I/O --path_pred str preds.csv Path to the output file in which predicted csv file should be stored.
Configuration --xai_method str None Key for XAI method.
Configuration --xai_directory str xai Path to the output directory in which predicted image xai heatmaps should be stored.
Configuration --batch_size int 24 Number of samples inside a single batch.
Configuration --workers int 1 Number of workers/threads which preprocess batches during runtime.
Other --help bool False show this help message and exit.
List of XAI Methods

AUCMEDI provides a large library of state-of-the-art and ready-to-use XAI methods: aucmedi.xai.methods

AutoML Mode: evaluation¤

The evaluation mode compares ground truth annotations with predicted classifications to estimate model performance.

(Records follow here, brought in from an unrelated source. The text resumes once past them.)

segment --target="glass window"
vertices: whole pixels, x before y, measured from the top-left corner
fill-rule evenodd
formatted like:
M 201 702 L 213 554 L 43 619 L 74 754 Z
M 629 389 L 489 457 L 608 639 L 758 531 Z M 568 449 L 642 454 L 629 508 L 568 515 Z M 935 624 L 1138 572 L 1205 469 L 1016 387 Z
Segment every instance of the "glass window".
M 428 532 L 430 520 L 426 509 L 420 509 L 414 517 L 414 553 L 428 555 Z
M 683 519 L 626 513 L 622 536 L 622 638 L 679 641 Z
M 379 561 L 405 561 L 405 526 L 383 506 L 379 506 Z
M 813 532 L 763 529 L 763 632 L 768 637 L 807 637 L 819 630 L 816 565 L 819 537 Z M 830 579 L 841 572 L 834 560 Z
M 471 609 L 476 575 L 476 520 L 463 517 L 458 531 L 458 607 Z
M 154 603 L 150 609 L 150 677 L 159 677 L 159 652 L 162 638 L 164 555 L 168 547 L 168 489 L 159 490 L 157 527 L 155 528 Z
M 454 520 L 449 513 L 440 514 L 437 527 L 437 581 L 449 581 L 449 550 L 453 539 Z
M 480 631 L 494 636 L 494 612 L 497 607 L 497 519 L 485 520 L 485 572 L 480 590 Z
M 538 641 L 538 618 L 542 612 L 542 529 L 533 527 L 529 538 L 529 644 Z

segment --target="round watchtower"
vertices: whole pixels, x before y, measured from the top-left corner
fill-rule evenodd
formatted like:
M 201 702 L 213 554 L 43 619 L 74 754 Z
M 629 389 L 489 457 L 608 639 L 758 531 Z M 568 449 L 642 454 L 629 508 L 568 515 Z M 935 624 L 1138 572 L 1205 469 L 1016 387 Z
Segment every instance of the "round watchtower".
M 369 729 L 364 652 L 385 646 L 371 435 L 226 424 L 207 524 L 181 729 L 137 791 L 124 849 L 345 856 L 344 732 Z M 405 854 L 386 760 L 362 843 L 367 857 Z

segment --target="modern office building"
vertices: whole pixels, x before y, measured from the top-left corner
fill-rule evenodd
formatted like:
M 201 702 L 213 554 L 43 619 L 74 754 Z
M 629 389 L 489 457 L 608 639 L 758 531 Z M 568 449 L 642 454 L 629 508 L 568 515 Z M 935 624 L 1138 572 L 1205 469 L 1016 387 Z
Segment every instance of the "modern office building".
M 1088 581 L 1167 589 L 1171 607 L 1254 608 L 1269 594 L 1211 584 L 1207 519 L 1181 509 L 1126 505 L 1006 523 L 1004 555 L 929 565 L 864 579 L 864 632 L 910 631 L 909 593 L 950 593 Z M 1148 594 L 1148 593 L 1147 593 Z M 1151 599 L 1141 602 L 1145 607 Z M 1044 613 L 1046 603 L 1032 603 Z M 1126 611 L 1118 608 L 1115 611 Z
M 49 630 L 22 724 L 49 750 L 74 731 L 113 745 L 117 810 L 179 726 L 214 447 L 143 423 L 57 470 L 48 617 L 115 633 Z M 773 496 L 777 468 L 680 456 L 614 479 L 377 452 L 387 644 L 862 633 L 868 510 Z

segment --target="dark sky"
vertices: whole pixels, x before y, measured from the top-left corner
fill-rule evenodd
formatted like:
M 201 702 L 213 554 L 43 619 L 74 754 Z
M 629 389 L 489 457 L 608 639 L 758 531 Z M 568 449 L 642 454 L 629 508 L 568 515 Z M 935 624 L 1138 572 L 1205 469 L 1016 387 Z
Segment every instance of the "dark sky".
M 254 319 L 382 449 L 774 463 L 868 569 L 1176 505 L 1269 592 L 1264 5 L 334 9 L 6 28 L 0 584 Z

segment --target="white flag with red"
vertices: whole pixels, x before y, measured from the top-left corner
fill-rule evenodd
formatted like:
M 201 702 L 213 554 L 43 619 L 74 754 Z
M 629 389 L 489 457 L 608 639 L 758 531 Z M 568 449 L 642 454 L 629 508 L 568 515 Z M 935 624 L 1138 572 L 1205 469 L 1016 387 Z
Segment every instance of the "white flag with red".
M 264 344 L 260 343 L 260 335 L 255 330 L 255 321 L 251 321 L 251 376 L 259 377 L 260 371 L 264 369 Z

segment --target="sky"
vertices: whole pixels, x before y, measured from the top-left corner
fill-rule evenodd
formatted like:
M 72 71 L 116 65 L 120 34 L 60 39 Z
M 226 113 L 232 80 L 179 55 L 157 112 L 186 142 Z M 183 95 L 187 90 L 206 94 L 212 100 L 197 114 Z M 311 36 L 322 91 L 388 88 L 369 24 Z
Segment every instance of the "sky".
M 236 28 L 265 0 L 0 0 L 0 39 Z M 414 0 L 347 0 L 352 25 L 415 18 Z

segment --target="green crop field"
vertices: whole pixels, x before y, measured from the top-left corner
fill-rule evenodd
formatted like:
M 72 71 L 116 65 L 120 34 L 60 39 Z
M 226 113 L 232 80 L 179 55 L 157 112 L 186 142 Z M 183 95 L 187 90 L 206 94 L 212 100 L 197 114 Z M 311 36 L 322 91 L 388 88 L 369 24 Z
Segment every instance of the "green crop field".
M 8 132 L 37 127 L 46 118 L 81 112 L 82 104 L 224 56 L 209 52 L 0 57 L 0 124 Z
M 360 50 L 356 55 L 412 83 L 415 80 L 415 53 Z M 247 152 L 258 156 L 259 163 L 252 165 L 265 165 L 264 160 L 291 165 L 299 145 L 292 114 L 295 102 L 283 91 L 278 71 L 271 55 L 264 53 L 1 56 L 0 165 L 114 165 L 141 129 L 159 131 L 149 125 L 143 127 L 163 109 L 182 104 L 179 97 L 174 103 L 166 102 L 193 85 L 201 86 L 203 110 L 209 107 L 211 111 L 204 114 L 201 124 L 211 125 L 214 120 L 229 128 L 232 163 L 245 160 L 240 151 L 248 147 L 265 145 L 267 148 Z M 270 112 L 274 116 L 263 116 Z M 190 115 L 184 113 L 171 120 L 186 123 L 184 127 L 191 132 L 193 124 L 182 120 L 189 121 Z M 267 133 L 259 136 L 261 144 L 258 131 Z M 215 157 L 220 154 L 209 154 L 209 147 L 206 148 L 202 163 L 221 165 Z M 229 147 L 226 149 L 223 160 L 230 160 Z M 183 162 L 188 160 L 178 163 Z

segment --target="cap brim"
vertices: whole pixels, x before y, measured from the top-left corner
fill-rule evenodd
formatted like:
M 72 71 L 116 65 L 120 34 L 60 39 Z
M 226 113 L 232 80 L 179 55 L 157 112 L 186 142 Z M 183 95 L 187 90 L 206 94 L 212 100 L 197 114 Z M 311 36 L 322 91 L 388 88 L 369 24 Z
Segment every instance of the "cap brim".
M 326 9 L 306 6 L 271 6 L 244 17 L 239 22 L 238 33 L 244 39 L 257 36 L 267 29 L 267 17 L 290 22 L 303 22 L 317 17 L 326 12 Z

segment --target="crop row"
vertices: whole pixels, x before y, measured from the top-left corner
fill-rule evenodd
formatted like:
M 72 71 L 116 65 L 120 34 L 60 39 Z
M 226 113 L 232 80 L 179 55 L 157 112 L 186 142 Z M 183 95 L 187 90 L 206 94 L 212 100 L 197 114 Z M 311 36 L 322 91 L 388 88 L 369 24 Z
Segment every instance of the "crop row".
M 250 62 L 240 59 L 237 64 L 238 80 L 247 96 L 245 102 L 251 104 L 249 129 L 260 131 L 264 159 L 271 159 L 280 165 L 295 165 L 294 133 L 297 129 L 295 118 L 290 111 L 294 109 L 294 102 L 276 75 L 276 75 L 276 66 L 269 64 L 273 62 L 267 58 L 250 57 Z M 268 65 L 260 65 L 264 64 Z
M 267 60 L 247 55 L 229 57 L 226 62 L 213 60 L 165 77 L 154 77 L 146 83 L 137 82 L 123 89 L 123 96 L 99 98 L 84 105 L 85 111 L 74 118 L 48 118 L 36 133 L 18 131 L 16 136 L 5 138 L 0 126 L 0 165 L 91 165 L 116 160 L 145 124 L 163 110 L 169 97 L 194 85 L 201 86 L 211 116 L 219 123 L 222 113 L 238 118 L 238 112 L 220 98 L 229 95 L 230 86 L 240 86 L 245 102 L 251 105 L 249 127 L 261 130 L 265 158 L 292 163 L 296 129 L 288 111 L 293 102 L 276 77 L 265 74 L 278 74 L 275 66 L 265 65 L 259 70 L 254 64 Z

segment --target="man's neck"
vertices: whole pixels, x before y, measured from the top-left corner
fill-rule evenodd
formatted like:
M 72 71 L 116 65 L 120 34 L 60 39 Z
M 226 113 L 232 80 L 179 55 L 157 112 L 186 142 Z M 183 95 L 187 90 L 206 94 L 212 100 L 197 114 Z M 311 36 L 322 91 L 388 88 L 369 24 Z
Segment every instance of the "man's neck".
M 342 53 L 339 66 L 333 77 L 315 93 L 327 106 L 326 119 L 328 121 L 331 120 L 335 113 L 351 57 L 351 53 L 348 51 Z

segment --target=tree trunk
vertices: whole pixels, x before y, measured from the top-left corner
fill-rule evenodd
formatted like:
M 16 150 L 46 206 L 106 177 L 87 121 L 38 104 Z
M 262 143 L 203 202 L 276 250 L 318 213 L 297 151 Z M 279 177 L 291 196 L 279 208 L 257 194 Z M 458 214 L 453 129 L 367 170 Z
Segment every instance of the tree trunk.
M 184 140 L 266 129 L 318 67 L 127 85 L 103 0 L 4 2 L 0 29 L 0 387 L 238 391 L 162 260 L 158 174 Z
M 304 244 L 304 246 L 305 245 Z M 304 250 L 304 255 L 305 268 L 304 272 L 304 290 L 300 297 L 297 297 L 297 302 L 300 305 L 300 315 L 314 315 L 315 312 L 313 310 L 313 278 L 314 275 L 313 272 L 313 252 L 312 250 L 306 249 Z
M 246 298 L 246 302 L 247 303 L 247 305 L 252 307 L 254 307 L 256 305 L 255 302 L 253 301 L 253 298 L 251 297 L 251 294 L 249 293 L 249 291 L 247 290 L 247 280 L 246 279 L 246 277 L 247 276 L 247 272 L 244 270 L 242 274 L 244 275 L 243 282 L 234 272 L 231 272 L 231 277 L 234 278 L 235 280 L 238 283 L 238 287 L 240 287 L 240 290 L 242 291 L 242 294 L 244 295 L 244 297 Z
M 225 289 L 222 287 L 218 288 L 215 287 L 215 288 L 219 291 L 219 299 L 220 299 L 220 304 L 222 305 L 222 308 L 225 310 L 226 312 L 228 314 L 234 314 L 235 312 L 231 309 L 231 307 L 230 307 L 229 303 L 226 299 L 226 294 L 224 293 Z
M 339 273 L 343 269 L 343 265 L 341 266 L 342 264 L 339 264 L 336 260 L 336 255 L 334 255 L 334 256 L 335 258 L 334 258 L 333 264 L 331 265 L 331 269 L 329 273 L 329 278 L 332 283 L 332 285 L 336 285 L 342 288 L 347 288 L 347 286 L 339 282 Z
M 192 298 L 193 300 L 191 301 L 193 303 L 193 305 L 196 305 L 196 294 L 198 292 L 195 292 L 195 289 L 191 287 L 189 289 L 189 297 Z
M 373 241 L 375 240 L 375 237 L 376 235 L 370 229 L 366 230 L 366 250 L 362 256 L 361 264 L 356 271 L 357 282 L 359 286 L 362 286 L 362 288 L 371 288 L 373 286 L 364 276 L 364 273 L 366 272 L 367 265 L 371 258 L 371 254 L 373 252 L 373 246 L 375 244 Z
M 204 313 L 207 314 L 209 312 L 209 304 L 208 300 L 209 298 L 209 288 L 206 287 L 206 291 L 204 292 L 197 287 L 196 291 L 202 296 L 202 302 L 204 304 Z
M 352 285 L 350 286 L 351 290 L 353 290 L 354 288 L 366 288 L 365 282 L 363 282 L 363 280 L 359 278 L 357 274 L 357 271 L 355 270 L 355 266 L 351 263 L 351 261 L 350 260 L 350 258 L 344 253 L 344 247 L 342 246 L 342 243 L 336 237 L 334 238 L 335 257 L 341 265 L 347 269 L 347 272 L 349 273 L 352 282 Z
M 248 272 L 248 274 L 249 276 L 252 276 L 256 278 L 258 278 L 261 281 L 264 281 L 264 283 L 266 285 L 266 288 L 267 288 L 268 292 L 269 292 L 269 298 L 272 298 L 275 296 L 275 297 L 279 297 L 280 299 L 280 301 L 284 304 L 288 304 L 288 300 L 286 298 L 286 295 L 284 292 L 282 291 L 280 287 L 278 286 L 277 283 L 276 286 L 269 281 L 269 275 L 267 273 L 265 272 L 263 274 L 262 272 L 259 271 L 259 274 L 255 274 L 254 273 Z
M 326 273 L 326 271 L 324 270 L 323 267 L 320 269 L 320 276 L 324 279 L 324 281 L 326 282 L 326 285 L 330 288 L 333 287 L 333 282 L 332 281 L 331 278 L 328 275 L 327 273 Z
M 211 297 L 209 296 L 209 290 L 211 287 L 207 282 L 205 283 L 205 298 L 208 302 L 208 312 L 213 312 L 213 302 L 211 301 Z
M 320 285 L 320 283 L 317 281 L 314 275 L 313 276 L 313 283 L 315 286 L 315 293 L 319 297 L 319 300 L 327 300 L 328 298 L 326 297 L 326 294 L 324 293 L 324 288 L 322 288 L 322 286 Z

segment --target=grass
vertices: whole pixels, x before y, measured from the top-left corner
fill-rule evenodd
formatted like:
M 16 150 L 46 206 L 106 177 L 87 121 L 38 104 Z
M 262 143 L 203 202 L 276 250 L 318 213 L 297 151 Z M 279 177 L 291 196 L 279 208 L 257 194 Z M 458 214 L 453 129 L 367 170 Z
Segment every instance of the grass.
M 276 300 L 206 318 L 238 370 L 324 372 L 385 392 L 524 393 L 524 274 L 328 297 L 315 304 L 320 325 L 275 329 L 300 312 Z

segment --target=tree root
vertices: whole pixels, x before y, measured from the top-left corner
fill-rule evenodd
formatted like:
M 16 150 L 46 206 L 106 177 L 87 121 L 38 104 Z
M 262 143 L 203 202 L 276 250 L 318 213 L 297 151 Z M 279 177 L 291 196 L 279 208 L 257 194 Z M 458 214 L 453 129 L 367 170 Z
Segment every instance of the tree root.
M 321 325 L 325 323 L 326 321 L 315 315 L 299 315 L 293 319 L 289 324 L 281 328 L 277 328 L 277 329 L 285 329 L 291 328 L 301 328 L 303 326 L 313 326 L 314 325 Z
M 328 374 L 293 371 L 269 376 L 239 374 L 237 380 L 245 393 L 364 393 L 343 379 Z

The evaluation process takes as input images with annotated classification (ground truth) as well as predicted classifications, and outputs various performance evaluation figures and metrics.

Parameter overview for the evaluation process.

Category Argument Type Default Description
I/O --path_imagedir str training Path to the directory containing the ground truth images.
I/O --path_gt str None Path to the index/class annotation CSV file (only required for defining the ground truth via 'csv' instead of 'directory' interface).
I/O --ohe bool False Boolean option whether annotation data is sparse categorical or one-hot encoded.
I/O --path_pred str preds.csv Path to the input file in which predicted csv file is stored.
I/O --path_evaldir str evaluation Path to the directory in which evaluation figures and tables should be stored.
Other --help bool False show this help message and exit.